I suppose that among the readers of this blog interest in the biology and biochemistry of psilocybin may outweigh that in its recreational value (but I am not taking bets). Anyhow, there is something to report on its biosynthesis and, less so, on what's in it for the mushroom that makes it.
Psilocybin, as you probably know, is a psychoactive compound produced, among others, by about 200 kinds of "magic mushrooms," a name given to members of the genus Psilocybe and other fungi that are found nearly worldwide. First brought to the attention of the West in the 1960s from their ritualistic use in Southern Mexico, psilocybin and related compounds have been used for recreational use as well as in psychiatric research. They are listed among the controlled substances, a practice that has been challenged. Of recent, there has been renewed interest in using this compound for treatment of addiction, depression, and pain. Chemically, psilocybin is a derivative of tryptamine and is structurally similar to the neurotransmitter serotonin, which it mimics in activity. It is made as a prodrug and is converted in the body to the active form, psilocin, by dephosphorylation.
Psilocybin is made from tryptophan through a well characterized pathway. The enzymes required for its synthesis, perhaps not surprisingly, are encoded in a gene cluster. Why do so many unrelated mushrooms make these compounds? In the words of the authors of a recent paper, "Spotty phylogenetic distributions of fungal compounds are sometimes explained by horizontal transfer of metabolic gene clusters among unrelated fungi with overlapping niches." Nice, but does such information tell us why mushrooms make such compounds? Guesses abound, most of them relating to the fact most mushrooms, the psilocybin-makers included, fall prey to voracious insects. Is making psilocybin a way to interfere with the neurotransmission mechanism of the insects? Recent work says no – flies growing inside Psilocybe cyanescens, a psilocybin producer, make viable larvae. Thus these insects are apparently indifferent to the compound.
This is in keeping with the experience with the entire field of specialized metabolites (formerly referred to as "secondary" metabolites but the current consensus is moving away from that designation since these molecules are anything but "secondary") where the purpose for why they are made is often obscure, the reason being that not making them is usually not deleterious, at least not in the short run and in the context of pure cultures.

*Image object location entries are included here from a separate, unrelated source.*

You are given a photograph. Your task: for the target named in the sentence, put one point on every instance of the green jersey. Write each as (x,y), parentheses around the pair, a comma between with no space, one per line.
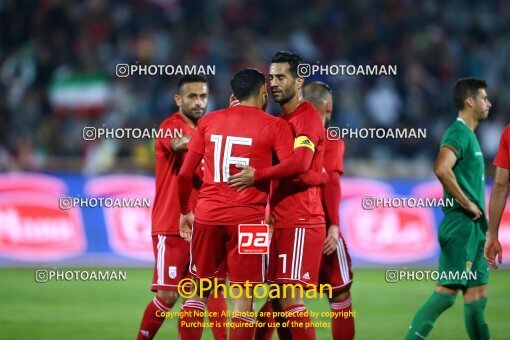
(469,169)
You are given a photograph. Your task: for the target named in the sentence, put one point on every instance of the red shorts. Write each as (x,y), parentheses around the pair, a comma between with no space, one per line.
(295,255)
(213,245)
(172,262)
(336,268)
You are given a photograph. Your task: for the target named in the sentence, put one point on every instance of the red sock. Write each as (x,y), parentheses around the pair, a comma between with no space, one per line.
(342,326)
(243,328)
(297,323)
(151,322)
(265,332)
(188,331)
(218,304)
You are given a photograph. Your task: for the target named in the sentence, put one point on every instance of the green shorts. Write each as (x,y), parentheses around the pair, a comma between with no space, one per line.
(462,240)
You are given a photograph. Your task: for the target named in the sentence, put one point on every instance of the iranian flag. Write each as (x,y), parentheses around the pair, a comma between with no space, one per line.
(80,94)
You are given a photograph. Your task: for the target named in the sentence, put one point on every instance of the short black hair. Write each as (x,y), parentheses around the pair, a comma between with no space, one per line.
(291,58)
(316,91)
(246,83)
(190,79)
(466,87)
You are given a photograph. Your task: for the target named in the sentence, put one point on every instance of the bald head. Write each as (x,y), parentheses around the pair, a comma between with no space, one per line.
(319,95)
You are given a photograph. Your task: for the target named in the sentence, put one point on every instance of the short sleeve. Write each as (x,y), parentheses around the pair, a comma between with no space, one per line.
(333,156)
(501,160)
(283,139)
(456,139)
(197,142)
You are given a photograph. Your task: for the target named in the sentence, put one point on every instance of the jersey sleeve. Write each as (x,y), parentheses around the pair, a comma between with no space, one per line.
(457,140)
(501,160)
(283,139)
(197,142)
(333,156)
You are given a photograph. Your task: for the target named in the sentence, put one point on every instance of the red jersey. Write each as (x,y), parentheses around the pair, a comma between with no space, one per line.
(293,205)
(334,155)
(236,135)
(165,211)
(502,159)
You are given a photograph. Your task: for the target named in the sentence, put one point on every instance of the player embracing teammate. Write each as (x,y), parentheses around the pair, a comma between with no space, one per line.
(170,250)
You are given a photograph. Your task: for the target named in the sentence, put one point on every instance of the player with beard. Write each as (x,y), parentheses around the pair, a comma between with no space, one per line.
(299,224)
(336,263)
(461,169)
(170,250)
(240,134)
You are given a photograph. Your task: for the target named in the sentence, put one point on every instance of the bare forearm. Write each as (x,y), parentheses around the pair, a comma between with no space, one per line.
(497,203)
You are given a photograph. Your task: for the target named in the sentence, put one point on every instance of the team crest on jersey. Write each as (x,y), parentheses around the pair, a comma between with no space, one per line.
(172,272)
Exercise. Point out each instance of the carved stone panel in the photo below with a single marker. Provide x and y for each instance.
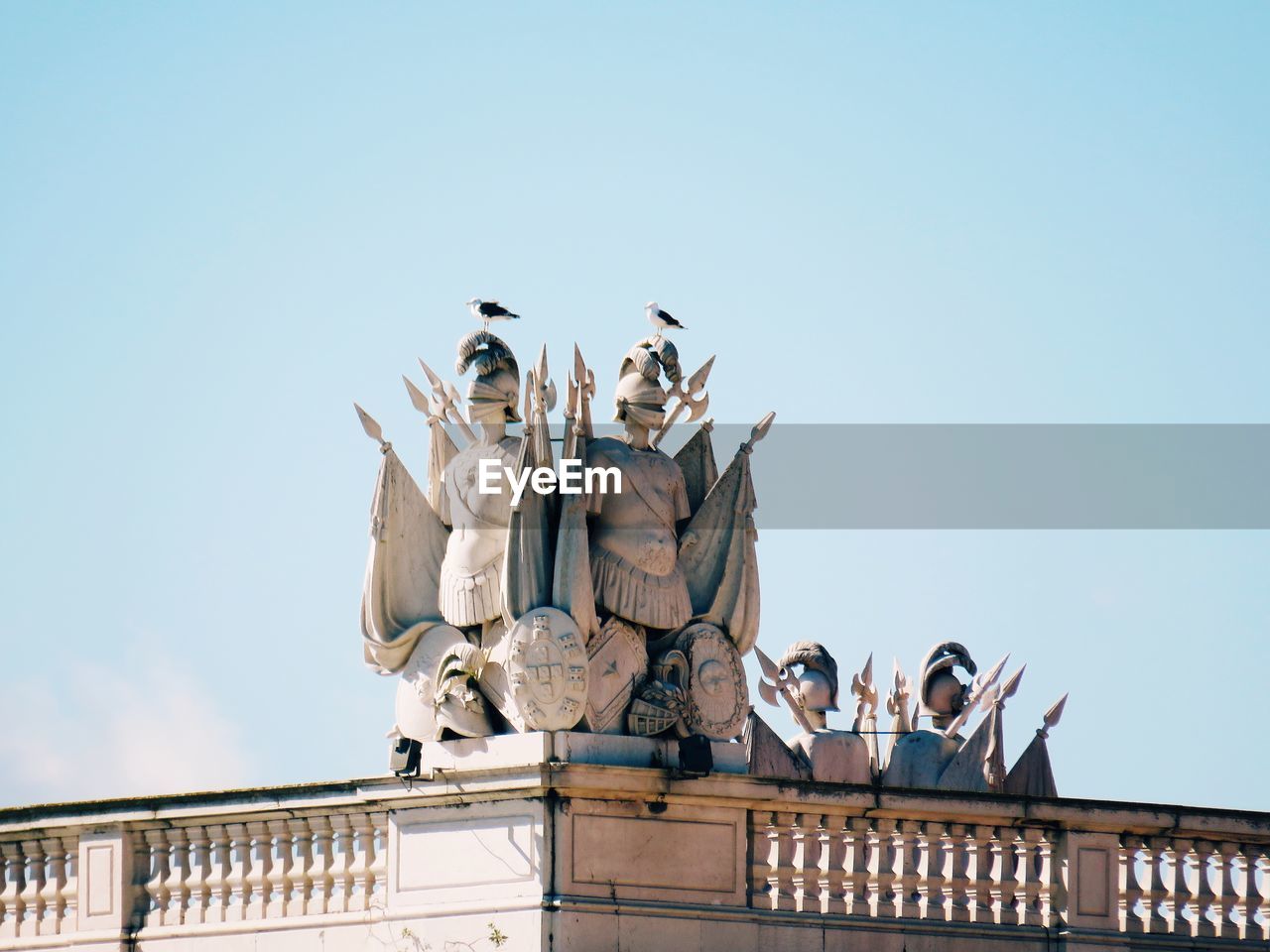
(619, 664)
(717, 698)
(547, 666)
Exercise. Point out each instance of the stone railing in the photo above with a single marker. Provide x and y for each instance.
(550, 835)
(929, 870)
(903, 869)
(1187, 887)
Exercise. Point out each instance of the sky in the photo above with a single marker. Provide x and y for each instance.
(221, 223)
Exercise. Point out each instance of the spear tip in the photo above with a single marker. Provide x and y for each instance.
(372, 428)
(417, 398)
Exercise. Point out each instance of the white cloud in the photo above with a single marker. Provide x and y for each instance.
(100, 733)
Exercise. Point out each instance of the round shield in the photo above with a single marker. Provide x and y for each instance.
(717, 697)
(416, 701)
(547, 666)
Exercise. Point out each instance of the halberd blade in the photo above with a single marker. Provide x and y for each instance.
(1055, 714)
(770, 667)
(417, 397)
(767, 690)
(372, 429)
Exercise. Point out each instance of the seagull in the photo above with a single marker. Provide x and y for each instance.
(661, 318)
(490, 311)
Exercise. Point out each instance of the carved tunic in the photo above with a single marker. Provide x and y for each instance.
(834, 757)
(471, 570)
(634, 543)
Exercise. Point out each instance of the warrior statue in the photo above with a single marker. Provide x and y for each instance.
(835, 757)
(470, 571)
(634, 534)
(920, 758)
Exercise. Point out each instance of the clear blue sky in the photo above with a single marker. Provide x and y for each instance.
(220, 223)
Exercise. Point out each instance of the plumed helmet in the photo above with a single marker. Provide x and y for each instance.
(938, 666)
(813, 657)
(498, 377)
(639, 380)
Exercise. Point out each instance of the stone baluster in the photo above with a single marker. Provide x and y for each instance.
(10, 896)
(982, 878)
(762, 870)
(1030, 867)
(911, 862)
(198, 895)
(1048, 880)
(938, 858)
(70, 887)
(32, 887)
(881, 869)
(1133, 890)
(1157, 892)
(347, 853)
(1255, 900)
(833, 873)
(240, 871)
(259, 887)
(303, 875)
(1205, 895)
(1005, 887)
(322, 865)
(218, 879)
(858, 900)
(1227, 920)
(55, 881)
(178, 878)
(784, 895)
(365, 839)
(807, 862)
(157, 893)
(959, 876)
(379, 865)
(284, 884)
(1180, 892)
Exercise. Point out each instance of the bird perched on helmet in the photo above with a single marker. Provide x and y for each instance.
(489, 311)
(659, 318)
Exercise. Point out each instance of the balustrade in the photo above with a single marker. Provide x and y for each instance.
(974, 866)
(1194, 888)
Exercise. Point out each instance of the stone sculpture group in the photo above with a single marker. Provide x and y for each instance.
(625, 608)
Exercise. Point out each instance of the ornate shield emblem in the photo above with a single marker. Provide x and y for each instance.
(717, 698)
(547, 666)
(416, 701)
(619, 664)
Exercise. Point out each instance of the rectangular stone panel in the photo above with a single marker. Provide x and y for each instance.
(104, 865)
(653, 851)
(465, 855)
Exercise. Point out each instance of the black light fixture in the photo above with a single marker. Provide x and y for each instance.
(697, 758)
(404, 761)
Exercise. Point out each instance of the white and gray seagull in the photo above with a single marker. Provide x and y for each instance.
(490, 311)
(659, 318)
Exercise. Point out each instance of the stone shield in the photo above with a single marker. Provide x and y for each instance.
(619, 664)
(717, 698)
(416, 701)
(547, 666)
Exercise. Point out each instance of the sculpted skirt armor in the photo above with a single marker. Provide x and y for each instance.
(640, 597)
(471, 599)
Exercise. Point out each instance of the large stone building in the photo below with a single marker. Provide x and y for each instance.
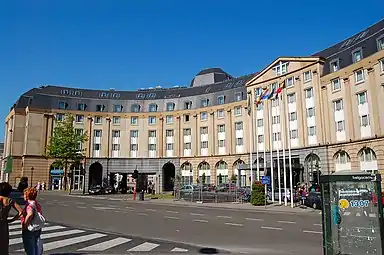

To stay with mushrooms, the lethal amanitins produced by a number of poisonous mushrooms are not likely to be made to ward off mushroom-eating animals. I say this because symptoms of eating such mushrooms do not usually appear until many hours if not days after ingestion. Thus, it seems unlikely that mycophagous animals can put two and two together to remember what they ate such a long time ago. Specialized metabolites are often highly useful (take the example of antibiotics) and interesting. But why they are made is more often than not elusive and unfathomable.